Digitale Welten eröffnen Räume und Netzwerke, die sich nicht unmittelbar erschließen. Ein Zugang muss geschaffen werden. Die Technologie erlaubt Raum zu überwinden und mit Menschen weltweit zu interagieren. Das Smartphone ermöglicht mit anderen Personen in Kontakt zu treten. Dennoch sind wir immer wieder darauf angewiesen, uns persönlich zu begegnen. Das Smartphone vermittelt uns ein Bild von einem Gegenüber, ohne dessen Abbild sein zu können. Treten wir also mit anderen Menschen über das Smartphone in Kontakt?
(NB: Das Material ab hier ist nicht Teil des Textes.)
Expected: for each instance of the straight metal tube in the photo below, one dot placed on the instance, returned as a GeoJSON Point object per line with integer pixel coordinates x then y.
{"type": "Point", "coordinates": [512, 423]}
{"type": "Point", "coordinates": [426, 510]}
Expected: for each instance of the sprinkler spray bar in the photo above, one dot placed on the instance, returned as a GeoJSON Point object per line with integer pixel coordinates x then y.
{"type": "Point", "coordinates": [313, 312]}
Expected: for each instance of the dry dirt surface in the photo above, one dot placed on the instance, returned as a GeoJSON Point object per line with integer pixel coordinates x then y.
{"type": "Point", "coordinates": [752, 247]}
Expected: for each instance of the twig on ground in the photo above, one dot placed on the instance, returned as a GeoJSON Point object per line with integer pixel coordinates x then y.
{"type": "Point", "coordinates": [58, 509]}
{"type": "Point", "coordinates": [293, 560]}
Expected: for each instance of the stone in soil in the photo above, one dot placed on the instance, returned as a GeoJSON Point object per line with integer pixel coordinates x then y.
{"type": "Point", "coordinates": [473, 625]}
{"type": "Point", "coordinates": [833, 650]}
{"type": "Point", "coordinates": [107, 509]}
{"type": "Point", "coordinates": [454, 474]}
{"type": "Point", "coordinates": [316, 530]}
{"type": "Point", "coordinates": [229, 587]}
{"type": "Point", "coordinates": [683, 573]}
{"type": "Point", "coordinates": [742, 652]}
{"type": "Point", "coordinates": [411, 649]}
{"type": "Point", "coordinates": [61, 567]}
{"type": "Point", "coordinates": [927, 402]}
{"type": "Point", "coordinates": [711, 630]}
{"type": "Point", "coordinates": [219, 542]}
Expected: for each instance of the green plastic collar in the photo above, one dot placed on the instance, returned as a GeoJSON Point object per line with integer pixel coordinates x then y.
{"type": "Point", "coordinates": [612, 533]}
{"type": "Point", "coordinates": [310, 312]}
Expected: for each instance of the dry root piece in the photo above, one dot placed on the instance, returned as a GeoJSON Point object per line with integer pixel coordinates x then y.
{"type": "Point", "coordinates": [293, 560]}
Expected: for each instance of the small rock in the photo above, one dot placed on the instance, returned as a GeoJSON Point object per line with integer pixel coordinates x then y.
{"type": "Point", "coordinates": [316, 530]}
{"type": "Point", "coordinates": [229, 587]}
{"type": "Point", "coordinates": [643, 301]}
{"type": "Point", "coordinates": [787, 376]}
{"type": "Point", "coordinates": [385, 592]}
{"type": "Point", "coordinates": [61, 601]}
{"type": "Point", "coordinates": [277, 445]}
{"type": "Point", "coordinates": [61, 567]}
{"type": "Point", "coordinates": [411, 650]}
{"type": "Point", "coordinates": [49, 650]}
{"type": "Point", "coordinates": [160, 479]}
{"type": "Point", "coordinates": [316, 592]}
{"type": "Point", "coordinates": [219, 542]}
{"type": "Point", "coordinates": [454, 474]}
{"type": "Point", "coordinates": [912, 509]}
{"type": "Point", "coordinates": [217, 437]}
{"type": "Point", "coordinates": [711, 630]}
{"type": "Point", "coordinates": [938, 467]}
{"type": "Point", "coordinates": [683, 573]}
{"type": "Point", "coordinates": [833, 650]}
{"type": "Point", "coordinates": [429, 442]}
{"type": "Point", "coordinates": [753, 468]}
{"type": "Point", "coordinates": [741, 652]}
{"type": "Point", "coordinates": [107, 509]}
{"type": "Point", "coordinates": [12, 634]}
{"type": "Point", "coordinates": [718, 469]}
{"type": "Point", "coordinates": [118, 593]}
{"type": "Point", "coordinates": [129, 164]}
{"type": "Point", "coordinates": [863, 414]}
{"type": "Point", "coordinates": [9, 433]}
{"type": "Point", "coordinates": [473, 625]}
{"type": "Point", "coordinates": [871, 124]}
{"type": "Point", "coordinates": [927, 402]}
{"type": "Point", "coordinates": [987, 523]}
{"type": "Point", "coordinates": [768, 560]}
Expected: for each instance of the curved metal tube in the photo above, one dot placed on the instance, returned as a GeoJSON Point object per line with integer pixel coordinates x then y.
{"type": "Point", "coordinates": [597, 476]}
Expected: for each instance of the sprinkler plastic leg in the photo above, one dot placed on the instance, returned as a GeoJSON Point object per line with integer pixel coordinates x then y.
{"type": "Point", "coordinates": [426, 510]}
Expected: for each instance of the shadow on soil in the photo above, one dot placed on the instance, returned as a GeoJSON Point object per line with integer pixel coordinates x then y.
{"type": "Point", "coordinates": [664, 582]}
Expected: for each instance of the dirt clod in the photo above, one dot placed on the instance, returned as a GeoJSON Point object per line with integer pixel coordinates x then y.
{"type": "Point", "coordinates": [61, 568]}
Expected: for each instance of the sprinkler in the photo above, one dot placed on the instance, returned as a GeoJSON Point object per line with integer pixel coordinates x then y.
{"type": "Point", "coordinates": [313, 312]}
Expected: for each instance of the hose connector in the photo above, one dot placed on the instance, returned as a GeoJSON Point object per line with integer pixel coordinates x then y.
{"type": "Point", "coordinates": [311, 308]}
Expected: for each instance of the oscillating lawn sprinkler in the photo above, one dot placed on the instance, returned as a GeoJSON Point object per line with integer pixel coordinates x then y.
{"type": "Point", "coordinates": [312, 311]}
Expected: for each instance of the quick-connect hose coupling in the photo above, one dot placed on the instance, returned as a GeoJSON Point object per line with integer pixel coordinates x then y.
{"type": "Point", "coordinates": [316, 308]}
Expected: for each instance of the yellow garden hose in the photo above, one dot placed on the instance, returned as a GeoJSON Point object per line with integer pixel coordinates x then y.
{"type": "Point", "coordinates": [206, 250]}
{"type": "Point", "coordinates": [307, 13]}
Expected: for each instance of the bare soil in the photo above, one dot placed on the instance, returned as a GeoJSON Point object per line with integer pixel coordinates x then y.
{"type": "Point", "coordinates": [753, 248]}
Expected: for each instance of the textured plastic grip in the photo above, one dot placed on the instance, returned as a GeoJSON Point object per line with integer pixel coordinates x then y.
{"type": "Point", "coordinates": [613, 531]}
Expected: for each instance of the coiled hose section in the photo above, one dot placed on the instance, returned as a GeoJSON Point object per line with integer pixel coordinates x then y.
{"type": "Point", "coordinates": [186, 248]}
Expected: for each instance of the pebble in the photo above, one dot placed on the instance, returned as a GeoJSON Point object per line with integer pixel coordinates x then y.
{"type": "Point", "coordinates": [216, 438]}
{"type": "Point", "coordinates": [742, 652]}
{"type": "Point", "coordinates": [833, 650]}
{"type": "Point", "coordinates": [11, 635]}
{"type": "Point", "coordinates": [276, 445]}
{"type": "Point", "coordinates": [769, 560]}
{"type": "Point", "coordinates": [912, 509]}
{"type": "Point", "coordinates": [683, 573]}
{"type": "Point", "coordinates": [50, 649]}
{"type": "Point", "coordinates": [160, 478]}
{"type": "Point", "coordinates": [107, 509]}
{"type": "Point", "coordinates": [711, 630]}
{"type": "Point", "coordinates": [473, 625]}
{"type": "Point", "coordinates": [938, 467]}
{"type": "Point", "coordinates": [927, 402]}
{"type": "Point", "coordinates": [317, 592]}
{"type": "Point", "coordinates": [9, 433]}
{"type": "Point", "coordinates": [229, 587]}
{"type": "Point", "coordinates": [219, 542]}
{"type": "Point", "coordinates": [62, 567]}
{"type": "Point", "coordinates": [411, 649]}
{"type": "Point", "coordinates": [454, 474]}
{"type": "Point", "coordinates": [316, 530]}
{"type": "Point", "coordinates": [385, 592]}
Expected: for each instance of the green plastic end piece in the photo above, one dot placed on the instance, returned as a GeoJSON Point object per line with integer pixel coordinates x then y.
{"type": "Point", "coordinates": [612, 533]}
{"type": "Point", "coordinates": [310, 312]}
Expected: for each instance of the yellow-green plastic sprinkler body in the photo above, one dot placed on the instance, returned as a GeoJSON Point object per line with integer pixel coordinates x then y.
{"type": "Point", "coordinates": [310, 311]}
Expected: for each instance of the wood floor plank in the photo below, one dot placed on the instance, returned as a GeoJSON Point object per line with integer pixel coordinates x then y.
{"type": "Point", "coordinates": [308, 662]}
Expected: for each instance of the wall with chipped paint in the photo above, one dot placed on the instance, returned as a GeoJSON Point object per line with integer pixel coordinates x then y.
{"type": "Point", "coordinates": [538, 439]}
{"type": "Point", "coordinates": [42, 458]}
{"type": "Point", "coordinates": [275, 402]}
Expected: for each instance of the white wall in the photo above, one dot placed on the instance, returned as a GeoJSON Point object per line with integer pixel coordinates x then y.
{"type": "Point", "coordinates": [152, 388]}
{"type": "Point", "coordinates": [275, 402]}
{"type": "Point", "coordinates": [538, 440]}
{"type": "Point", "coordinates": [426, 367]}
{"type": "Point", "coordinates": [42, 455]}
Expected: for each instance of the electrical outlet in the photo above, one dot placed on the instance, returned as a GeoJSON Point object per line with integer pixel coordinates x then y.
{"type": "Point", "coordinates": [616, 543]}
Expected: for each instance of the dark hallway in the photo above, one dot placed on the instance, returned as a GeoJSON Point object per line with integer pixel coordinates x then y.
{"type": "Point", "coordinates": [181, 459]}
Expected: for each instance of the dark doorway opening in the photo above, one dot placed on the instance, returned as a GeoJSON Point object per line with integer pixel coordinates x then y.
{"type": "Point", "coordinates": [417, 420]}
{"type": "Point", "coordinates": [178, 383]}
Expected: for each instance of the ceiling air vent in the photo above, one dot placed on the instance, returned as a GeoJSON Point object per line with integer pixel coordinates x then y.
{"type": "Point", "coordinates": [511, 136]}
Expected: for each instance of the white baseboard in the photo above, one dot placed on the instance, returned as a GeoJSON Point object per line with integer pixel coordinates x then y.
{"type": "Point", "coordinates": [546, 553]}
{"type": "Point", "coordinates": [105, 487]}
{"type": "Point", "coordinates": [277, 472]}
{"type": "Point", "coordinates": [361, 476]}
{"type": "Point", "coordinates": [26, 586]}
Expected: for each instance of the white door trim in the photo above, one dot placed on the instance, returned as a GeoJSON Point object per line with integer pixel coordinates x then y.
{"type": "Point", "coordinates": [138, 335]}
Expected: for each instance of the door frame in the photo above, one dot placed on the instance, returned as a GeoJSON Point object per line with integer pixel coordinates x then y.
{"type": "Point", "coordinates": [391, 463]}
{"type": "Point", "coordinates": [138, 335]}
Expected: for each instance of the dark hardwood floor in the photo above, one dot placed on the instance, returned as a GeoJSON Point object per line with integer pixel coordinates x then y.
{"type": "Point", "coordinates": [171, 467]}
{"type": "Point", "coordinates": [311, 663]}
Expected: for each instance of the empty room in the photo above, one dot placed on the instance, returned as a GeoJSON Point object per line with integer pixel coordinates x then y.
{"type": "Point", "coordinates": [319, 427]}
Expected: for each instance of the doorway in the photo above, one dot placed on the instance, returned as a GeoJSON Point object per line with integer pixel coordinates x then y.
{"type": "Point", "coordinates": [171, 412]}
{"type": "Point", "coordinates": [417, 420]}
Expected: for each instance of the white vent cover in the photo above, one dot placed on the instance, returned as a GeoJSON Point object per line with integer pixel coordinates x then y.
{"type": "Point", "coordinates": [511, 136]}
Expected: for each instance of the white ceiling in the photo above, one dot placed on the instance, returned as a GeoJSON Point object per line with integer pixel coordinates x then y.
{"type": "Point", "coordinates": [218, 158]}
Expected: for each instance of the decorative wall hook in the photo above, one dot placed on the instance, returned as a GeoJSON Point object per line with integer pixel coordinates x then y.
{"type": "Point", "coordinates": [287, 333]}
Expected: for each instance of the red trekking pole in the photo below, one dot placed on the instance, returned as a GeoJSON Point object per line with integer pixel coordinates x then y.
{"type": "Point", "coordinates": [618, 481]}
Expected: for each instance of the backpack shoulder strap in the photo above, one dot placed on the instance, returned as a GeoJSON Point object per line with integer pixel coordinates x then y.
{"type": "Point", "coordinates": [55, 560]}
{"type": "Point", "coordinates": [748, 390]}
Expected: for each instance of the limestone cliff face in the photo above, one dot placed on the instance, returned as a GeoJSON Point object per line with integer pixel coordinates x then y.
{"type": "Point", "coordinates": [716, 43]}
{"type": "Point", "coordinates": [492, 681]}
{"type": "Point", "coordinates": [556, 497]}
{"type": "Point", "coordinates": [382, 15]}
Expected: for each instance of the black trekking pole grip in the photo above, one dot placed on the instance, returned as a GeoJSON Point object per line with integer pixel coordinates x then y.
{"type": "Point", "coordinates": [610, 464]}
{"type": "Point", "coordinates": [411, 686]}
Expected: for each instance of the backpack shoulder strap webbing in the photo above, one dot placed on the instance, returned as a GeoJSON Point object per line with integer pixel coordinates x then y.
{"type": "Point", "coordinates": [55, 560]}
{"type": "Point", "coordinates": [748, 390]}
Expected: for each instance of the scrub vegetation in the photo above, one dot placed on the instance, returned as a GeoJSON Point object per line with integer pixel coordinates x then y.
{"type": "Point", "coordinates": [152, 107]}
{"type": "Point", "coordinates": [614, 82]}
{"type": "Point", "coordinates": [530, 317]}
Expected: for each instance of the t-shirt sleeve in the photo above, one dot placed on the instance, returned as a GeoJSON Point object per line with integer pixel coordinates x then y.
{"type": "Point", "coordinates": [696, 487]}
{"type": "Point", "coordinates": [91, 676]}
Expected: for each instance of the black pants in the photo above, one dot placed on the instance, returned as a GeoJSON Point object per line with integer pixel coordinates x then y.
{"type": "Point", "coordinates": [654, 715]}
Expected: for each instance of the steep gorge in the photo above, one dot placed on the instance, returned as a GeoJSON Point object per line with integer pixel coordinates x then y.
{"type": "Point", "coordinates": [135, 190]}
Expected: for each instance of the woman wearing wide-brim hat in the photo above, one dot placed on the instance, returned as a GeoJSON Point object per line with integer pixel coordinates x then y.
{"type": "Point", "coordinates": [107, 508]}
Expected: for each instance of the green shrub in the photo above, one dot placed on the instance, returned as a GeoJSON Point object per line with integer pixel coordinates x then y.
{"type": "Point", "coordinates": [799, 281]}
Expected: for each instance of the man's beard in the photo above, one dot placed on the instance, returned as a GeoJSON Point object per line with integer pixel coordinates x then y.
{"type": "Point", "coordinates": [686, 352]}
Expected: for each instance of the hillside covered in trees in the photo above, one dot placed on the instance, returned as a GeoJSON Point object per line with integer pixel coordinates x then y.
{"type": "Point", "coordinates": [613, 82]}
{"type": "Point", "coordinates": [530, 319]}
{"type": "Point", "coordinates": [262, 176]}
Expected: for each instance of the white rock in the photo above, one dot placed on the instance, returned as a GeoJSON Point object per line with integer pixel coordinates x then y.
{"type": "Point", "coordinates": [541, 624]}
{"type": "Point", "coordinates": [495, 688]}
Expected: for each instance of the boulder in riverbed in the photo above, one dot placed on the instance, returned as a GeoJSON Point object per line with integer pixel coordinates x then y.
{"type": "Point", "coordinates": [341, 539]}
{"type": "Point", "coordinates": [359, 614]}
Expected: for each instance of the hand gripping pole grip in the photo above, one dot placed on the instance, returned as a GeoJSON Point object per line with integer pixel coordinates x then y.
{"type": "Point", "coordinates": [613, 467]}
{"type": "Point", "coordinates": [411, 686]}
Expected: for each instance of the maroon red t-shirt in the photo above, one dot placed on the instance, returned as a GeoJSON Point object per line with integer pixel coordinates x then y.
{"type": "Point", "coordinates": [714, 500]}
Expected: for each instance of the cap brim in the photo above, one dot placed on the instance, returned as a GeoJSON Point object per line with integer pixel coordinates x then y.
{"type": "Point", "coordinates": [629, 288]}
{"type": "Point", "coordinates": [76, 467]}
Kontakt (lat. contactus = berühren)

In Kontakt treten erhält in einer digitalisierten Welt eine neue Bedeutung. Der Kontakt ist nicht zwangsläufig persönlich im Sinne der körperlichen Kopräsenz. Die Unmittelbarkeit des Kontakts wird über die Möglichkeit des Smartphones mittelbar, Kontakt über große Entfernungen möglich. Berührung bleibt dennoch unwahrscheinlich. Kontakt wird zur technisch vermittelten Interaktion. Übermittelt wird nicht das ganze Bild des Gegenübers, sondern lediglich ein technisch übermittelbarer Ausschnitt. Der Mensch bleibt auch in einer digitalisierten Welt ein körperliches Wesen und begreift Dinge und Mitmenschen in deren materieller und körperlicher Beschaffenheit. Eine Wand als Teil einer digitalisierten Welt zu begreifen, ist zunächst eine unverständliche Idee. Wände werden von Architekten in deren Programmen zu digitalen Gegenständen und sind als solche nicht als Wand begreifbar. Die Wand muss erst entstehen oder visualisiert werden, um wieder als solche erkannt zu werden. Der Code, der die Wand darstellen soll, erscheint als Gemälde auf der Wand und nicht als die Darstellung derselben. Die Maschine versteht die Wand auf eine andere, für uns unverständliche Weise. Karin Sander dreht die übliche Richtung der Operation des Digitalen um. Das Digitale kommuniziert über ein Interface mit seiner Umwelt. Wir benötigen ein Interface, um digitale Welten verstehen zu können, um einen Zugang zu erlangen. Karin Sander stellt in diesem Sinne nicht das Digitale aus, sondern schlichtweg eine Wand in deren geometrischer Beschaffenheit. Der Code auf der Wand bleibt ohne Erklärung unverständlich und wird zum Gemälde auf der Wand. Einer Wand, die berührt werden kann, die den Betrachtenden in ihrer eigenen Präsenz gegenübersteht. Auch in einer digitalen Welt wird der Mensch auf seine Körperlichkeit als Ort des Verstehens verwiesen. Das Museum ist einer dieser Orte, an denen die Besuchenden Exponate begreifen können. Exponate, ausgestellt an einer Wand.